The Immuta article emphasizes this type of masking, or pseudonyms, and that sort of thing… And it probably – again, it depends on the data type. Maybe if you’ve got an image with people’s faces in it, maybe that’s a different scenario than if you have sort of a text field with a name in it, and you can replace the name. It’s maybe more difficult to replace a – I mean, there are ways now, of course… Maybe this is another positive use of the deep fake sort of methods; you can replace faces and images, and that sort of thing… But there’s probably certain methodologies, like facial recognition, which by their very nature are identifying methodologies. The whole point of facial recognition is to identify someone, right?
So there’s probably a range of scenarios as well where if I’m just trying to predict a marketing campaign or something like that, maybe the sort of obfuscation and masking methods are really relevant. If I’m actually though trying to identify a face for a security reason in my building or something, I am actually trying to identify someone… And that probably brings up other issues of how you log that and store that identification, which we can talk about.
Yeah, it gets complicated in that way. Kind of going back, building on your last point a little bit there, it goes back to the use case. It goes back to who is using that data. Is the government that you happen to fall under, in whatever country you’re in, are they looking for facial recognition? Or is this your Nest doorbell, and you’ve made an accommodation? It’s pretty crucial, and it’s pretty hard.
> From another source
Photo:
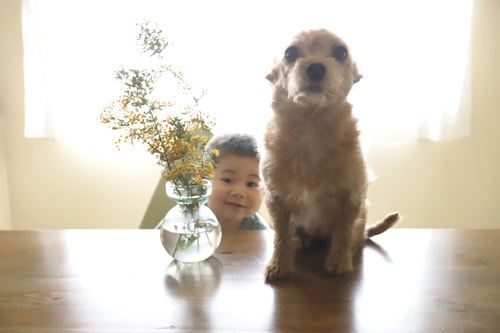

From an identification standpoint, I think your airline example a few minutes ago was really pertinent, in that it’s very easy for a user who may be making a choice about offering their data to misunderstand that they may look at the data that they’re giving up and go, “This is okay. This isn’t too much.” But if the model creator is combining that data, they’ve chosen to give up with other data, a lot of privacy can be compromised by combining different data types together, that may not be part of that initial thing; it may be something that you already have available, or from another source… So it gets challenging.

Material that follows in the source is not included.